Choosing a new sleeping bag is harder than you’d think. All those different brands, styles, and features can be downright confusing. When you think about all the different options it’s overwhelming.
The one thing that always seems to confuse new backpackers is bag weight. You have to drop some serious cash to get an extremely lightweight sleeping bag. So how much should a backpacking sleeping bag actually weigh?
As a general rule, my sleeping bags all weigh less than 40 ounces. For 3-season camping, you should purchase a bag rated for 20 degrees. In warmer weather you can save some weight by choosing a quilt over a sleeping bag.
A Few Lightweight 3-Season Sleeping Bags
I understand that most people won’t be able to afford a 500 dollar sleeping bag. Problem is lightweight bags are almost always expensive. Here are a few of my favorite lightweight bags at various price ranges.
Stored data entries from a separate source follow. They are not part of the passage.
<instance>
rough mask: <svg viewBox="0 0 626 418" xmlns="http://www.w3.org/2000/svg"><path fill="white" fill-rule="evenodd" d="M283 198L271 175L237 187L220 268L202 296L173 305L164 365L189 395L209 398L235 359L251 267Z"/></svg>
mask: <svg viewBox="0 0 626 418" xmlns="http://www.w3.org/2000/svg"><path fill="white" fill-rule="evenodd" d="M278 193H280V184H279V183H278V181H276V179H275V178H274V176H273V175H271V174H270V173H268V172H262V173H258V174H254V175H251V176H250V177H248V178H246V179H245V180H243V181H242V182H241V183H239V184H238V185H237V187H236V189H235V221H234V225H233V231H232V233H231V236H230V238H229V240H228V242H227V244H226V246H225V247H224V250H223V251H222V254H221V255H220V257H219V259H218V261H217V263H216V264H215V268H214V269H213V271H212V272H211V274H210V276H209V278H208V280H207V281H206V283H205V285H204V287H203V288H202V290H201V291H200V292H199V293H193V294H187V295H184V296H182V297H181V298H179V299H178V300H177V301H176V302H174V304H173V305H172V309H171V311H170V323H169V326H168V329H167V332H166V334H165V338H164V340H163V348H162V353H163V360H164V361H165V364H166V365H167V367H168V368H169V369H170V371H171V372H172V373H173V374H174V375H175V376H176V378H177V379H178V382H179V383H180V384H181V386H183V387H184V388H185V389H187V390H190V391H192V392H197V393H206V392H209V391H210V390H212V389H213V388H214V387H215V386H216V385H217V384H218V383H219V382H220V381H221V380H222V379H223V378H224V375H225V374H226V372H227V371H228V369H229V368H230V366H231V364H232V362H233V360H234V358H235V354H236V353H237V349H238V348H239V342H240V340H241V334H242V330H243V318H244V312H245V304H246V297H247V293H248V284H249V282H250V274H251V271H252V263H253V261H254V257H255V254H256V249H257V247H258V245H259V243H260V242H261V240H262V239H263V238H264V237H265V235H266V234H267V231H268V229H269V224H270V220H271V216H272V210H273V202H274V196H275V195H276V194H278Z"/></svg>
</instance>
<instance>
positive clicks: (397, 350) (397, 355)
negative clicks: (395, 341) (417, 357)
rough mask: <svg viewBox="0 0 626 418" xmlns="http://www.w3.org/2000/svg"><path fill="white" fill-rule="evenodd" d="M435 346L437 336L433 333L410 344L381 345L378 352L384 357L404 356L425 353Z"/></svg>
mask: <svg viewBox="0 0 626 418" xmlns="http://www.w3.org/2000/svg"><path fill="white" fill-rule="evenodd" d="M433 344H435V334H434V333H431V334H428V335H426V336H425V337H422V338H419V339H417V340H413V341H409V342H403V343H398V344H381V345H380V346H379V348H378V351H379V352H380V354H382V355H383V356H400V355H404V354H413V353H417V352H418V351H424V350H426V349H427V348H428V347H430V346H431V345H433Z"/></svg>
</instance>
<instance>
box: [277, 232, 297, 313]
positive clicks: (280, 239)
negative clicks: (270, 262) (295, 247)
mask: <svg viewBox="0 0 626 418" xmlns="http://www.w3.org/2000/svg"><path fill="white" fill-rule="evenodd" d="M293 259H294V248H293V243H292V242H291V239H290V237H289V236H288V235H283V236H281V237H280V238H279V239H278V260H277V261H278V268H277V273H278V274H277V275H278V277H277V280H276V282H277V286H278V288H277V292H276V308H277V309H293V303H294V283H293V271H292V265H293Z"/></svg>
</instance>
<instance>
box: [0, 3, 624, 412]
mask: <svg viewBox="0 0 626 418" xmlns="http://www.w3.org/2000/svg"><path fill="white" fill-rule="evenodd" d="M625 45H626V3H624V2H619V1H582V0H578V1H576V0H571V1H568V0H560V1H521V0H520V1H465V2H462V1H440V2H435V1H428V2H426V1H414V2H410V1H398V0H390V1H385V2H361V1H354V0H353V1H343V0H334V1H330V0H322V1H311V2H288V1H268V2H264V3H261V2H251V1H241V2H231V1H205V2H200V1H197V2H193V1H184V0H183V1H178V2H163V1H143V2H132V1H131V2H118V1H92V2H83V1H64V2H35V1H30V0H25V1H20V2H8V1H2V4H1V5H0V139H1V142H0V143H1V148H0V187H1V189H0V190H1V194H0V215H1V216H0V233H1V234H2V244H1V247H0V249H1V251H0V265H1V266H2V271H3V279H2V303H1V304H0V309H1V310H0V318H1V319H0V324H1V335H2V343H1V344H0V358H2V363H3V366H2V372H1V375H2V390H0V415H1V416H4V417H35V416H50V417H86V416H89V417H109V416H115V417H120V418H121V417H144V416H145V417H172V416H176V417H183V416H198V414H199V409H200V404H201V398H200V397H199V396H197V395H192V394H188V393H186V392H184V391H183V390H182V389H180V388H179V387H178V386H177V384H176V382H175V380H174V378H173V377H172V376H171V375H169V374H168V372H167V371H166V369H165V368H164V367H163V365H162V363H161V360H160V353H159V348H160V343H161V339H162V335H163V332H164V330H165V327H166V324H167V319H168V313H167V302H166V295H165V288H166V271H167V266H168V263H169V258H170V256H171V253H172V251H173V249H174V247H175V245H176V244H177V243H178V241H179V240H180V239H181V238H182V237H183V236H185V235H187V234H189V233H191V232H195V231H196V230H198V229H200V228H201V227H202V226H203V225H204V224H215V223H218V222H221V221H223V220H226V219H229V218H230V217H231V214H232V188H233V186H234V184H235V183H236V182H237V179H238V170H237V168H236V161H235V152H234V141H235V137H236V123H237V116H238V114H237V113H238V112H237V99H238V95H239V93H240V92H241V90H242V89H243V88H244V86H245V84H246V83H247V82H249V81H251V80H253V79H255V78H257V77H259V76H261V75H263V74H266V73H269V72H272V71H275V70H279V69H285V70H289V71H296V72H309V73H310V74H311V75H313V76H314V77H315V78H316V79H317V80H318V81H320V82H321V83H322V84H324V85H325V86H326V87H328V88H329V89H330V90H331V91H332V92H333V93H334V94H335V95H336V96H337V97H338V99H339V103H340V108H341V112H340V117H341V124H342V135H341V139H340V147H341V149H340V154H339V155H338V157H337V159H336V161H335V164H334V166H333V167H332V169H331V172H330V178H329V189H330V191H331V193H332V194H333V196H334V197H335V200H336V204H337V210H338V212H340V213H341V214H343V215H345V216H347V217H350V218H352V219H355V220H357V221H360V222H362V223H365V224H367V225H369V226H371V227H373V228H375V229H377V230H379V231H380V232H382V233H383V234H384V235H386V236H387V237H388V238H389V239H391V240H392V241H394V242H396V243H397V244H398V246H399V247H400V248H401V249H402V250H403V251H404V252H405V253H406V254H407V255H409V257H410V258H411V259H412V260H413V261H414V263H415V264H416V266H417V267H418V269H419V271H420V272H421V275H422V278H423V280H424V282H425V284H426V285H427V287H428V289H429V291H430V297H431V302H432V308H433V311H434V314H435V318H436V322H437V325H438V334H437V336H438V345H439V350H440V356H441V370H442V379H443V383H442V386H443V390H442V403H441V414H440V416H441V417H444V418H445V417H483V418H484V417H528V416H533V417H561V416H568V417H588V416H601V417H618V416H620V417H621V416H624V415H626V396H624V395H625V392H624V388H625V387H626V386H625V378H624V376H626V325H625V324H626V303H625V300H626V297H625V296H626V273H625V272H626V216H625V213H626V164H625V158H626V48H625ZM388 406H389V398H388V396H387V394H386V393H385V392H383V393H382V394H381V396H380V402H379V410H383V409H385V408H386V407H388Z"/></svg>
- High-Quality: Western Mountaineering 20 Degree Bag
- High-Quality: Feathereed Friends Ultralight
- Mid-Range: Outdoor Vitals 20 Degree Bag
- Mid-Range: Therm-a-Rest 20 Degree Lightweight
- Budget Pick: Marmot 20 Degree Bag
- Budget Pick: Kelty Cosmic 20 Degree Bag
Sleeping Bags are Heavy
The three heaviest items in your pack are your backpack, sleeping bag/pad and shelter. By dropping the weight of your 3 heaviest items you can significantly lower the weight of your pack. Personally, I like to get my pack, bag/pad, and shelter to be less than 9 pounds.
How Much Should Your Sleeping Bag Weigh?
As always there’s no one size fits all solution that will work for every backpacker. It’s going to depend on what time of year you’re camping, your individual needs and what kind of budget you have.
So how much should your sleeping bag weigh? An acceptable sleeping bag weight is one that will keep you warm for those conditions. So you have to first consider your conditions. First, you have to consider the type of season you’re backpacking.
A 40-degree sleeping bag will obviously be lighter than a subzero sleeping bag. You can’t figure out the weight of your bags without knowing your actual temperature needs.
Figuring Out Your Sleep System
Most backpackers use the term “sleep system” when referring to their bag and pad. To lower your bag weight you need to reduce the combined weight of both your bag and pad.
When choosing gear my goal is always to keep my pad/bag under a combined weight of 3lbs. Obviously, these recommendations might not work in extreme cold.
Sleeping Bag Weight
When choosing a sleeping bag you need to consider the seasons you’ll be camping. In this article I’m assuming that you aren’t camping in extremely cold weather.
Personally, I like to keep both my sleeping bag and pad pretty close to 3lbs. This is tough if you don’t have a huge budget. It’s tough to find a bag that weighs less than 2 pounds and costs less than $300.
If you’re on a budget I would highly recommend the Kelty Cosmic 20 Degree Bag. It’s a little heavier than I’d like, but at less than 2.5lbs it’s not that bad.
Keep Your Bag Under 2lbs
For 3-Season camping, I really recommend that you purchase a bag that’s rated for 20 degrees. In extreme cold you can add a bag liner like this Sea to Summit Liner.
If your bag weighs more than 40 ounces, you should probably replace it. Try to aim for the 32oz mark for the bag and 16oz for the pad. Going over/under won’t make much of a difference.
Choose Down Over Synthetic
Down sleeping bags will almost always be lighter than synthetic bags. They are lighter and way easier to compress. Being able to compress your bag is huge, because you can get away with carrying a smaller pack.
Just make sure you don’t get your down sleeping bag wet. Once wet they lose their loft and get much heavier.
Experienced Backpackers Want Expensive Bags
Most experienced backpackers will tell you that Western Mountaineering and Feathered Friends make the best sleeping bags. These bags normally cost well over $400. There are a few lower-cost options on the market from companies like Marmot, Kelty, Montbell and Therm-a-Rest.
Try to remember that buying a sleeping bag is a major investment. They should last well over ten years if taken care of and stored properly. If you can’t afford a high quality bag check second hand markets like eBay, craigslist and backpacking forum classified ads.
Quilts are Lighter Than Sleeping Bags
If you plan on camping in warm weather(over 40 degrees) you should seriously consider a quilt and sleeping bag liner. Quilts and hoodless sleeping bags will be much lighter than a traditional bag.